In einer Welt der Vernunft ist es undenkbar, daß Spanien die Stirn besitzen könnte, einer geordneten, demokratischen Gemeinschaft Loyalität gegenüber einer Regierung abzuverlangen, die durch Verhängung des Ausnahmezustands über das ganze Land Unruhen, wenn nicht gar Revolution der einen oder anderen Art vorzubeugen sucht. Es ist wohl kaum eine sichere Heimat für eine Gemeinschaft, die eine demokratische Lebensweise ohne jegliche Vorschriften seitens des Staats gewohnt ist, unter dessen Oberhoheit sie steht.

Aus Gründen, die wohl nur die spanische Regierung selber kennt, hat sie einen Kollisionskurs gegenüber Großbritannien eingeschlagen, aus dem sie nun kaum noch heraus kann. Unter Ausschalten der Vernunft wendet sie jetzt ihren ganzen politischen Scharfsinn auf, um Großbritannien in ein Netz von Argumenten zu verstricken, die einfach zu keiner positiven Lösung führen können. Das logische Ergebnis eines solchen Kurses wäre zwangsläufig die Anwendung von Gewalt, falls alles andere versagt. Ob Spanien so weit gehen würde, ist zweifelhaft. Absolut sicher hingegen ist, daß Spanien unter Anwendung jeder nur denkbaren Taktik seine eigene Bedeutung in den Augen der Welt so zu steigern suchen wird, daß man ihm schließlich keinerlei Widerstand mehr entgegensetzen kann. Die Mittel, deren es sich bei seinen Versuchen-bedient, Gibraltar wirtschaftlich zu ruinieren, sind noch lange nicht erschöpft.

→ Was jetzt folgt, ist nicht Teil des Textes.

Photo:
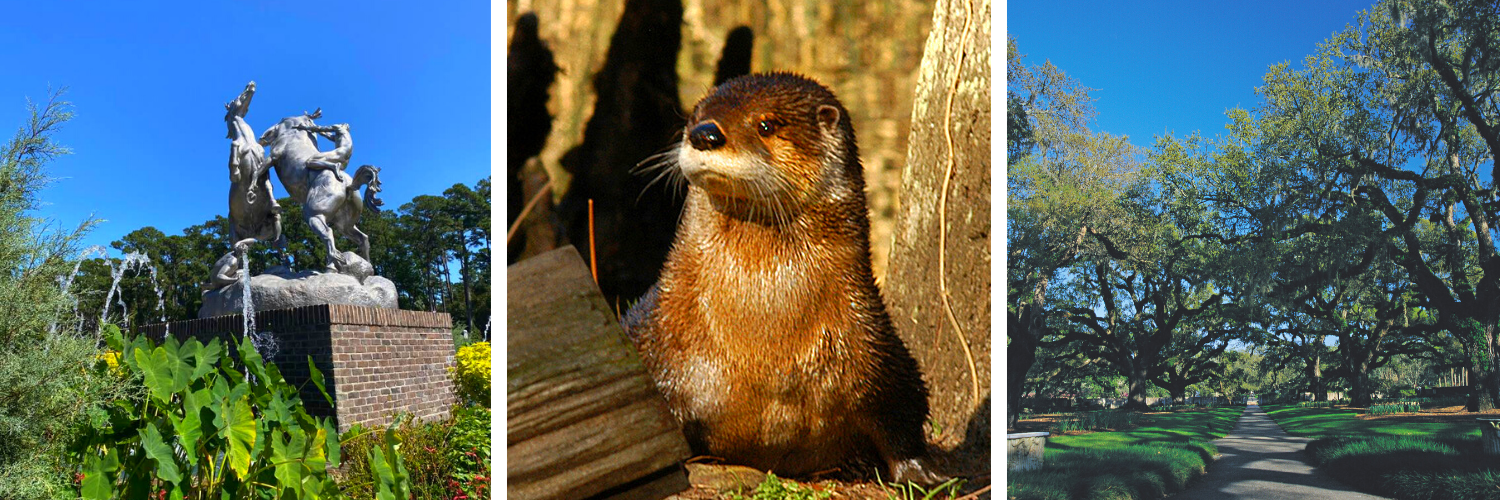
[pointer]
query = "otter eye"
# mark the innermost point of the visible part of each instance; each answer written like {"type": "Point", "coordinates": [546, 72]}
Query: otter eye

Spaniens Gibraltarkomplex, der in manchen Aspekten fast pathologisch ist, wird verdeutlicht durch die Art und Weise, wie es mit West und Ost gleichzeitig flirtet. Es kam bereits zu einigem harten Feilschen bei den Verhandlungen über eine Erneuerung des Abkommens, dem zufolge die Vereinigten Staaten Stützpunkte auf spanischem Boden unterhalten. Wahrscheinlich wird das Abkommen erneuert, jedoch nicht zu den Bedingungen, die Spanien forderte. Die Tatsache, daß diese Basen keinem anderen Zweck dienen als zur Unterstützung der amerikanischen Strategie im Mittelmeerraum als Teil von Amerikas Beitrag zur Verteidigung der westlichen Welt, hat Spanien nicht davon abgehalten, sowjetischen Schiffen die Benutzung südspanischer Häfen zum Bunkern und zur Versorgung mit Nahrungsmitteln anzubieten. Sucht Spanien möglicherweise auf diesem Weg sowjetische Handelsschiffe von Gibraltar wegzulocken, wo sie seit vielen Jahren sowohl Gastlichkeit genießen wie auch zum Handel des Felsens beitragen?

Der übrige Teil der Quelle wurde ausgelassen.